# Unseelie Faerie / Dark Forest Theme



## Terrormaster

Ok, I know I've been talking about this most of the year so far. This is the theme for the Necropolis Manor 2008 Yard Haunt. I've got most of my prop cast lined up: Black Agnes (the cauldron witch), Beatrix the Soul Stealer, Pain and Panic (two goblins), Undead Fred (the fence shaking zombie), along with last year's undead Joe Rombie and Uncle Bob (not sure if Cinderella the FCG will be making another appearance - depends on if I can work her into the theme).

Other new additions will be an actual cemetery fence (replacing the 12" skull fences from the years before) with cemetery columns. Topping the columns will be two guardian gargoyles. Sound and lighting will also get a boost. I also have a good number of pool noodles that I want to turn into moving vines if possible.

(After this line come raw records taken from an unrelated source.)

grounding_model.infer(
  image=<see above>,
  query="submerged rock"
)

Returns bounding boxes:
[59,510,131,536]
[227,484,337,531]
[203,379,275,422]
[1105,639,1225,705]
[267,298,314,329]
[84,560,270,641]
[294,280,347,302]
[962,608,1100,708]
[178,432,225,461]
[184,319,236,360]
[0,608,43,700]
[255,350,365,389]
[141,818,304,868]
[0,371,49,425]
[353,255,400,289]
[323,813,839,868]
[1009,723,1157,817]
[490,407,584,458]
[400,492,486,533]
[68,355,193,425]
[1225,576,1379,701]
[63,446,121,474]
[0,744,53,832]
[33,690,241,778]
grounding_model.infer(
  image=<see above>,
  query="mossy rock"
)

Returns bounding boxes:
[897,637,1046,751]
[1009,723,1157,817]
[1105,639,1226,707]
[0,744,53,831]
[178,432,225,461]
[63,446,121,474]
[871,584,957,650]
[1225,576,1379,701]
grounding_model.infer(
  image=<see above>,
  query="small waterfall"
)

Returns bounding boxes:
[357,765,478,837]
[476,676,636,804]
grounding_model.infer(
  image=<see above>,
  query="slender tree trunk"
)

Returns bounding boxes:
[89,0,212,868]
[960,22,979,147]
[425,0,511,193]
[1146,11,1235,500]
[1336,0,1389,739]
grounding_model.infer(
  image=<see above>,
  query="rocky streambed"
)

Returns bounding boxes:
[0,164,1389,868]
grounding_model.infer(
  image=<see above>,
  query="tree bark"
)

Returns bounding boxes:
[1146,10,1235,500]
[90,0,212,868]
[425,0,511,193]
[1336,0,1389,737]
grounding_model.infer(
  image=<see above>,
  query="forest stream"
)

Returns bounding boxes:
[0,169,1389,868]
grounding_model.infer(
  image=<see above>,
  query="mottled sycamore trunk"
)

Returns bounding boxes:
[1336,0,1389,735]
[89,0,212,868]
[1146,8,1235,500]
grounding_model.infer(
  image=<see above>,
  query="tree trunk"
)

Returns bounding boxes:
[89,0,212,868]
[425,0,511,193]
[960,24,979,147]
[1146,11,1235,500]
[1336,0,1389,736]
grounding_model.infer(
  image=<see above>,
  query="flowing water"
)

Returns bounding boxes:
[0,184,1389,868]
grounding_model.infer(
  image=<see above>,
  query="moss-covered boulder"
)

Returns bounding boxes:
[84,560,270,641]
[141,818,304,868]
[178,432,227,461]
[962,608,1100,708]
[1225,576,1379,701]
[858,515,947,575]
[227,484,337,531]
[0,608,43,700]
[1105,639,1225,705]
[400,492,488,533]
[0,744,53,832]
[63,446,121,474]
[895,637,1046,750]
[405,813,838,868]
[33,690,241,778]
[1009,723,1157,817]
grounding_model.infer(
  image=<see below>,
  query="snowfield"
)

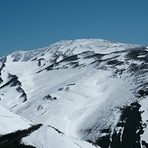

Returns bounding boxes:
[0,39,148,148]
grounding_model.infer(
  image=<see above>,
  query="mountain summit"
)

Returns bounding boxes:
[0,39,148,148]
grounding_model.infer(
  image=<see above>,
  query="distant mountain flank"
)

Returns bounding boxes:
[0,39,148,148]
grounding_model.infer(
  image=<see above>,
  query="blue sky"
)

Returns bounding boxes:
[0,0,148,56]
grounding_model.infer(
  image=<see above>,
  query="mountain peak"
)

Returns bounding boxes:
[0,39,148,148]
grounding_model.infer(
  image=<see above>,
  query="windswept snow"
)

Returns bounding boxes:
[0,104,31,135]
[0,39,148,148]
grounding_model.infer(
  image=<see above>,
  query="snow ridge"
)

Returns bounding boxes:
[0,39,148,148]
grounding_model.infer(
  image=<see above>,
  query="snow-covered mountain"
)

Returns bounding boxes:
[0,39,148,148]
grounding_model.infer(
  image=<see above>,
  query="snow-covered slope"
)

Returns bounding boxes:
[0,39,148,148]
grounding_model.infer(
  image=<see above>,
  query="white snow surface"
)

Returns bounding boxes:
[0,39,148,148]
[0,104,31,135]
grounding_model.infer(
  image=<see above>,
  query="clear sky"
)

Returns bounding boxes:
[0,0,148,56]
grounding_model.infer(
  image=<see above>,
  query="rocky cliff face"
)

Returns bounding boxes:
[0,39,148,148]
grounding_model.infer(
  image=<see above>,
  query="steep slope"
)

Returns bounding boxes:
[0,39,148,148]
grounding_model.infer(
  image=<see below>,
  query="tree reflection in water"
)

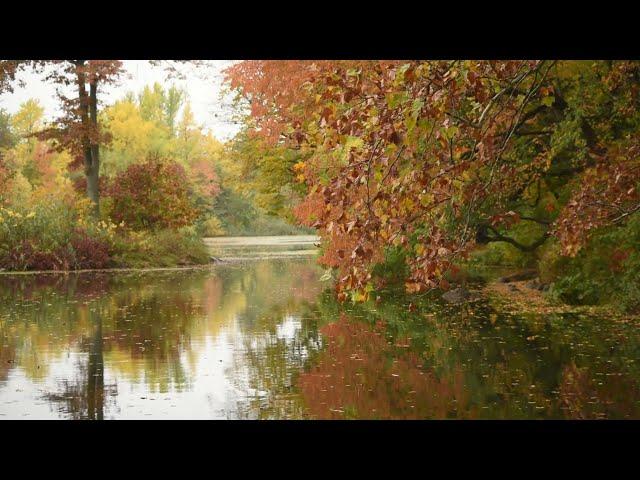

So it's coming down to presentation and this where I need some help and advice. Here's my basic yard layout:










Last year the whole front yard was a cemetery. This year I'm condensing the cemetery to the portion of the lawn to the right (which is the darker of the two at night) of the walkway with a column on each side in the front. I'm pretty solid on the placement of my undead cast in there.

So now that leaves the left side a clean slate for the Unseelie Fae theme. My initial plans were to put a pseudo castle facade over the front porch completely enclosing it leaving only an arched doorway leading up the steps.

The facade would be built similar to the way I did last year's mausoleum entrance facade. The main difference would be in construction: last year was Scene Setter backed with black plastic for thickness and taped to a flat PVC frame; the new design would be a cubical PVC frame (think simple scaffolding) with the scene setter glued to cardboard backing and mounted on the frame - then glue on vines and dirt to age the Scene Setter a bit.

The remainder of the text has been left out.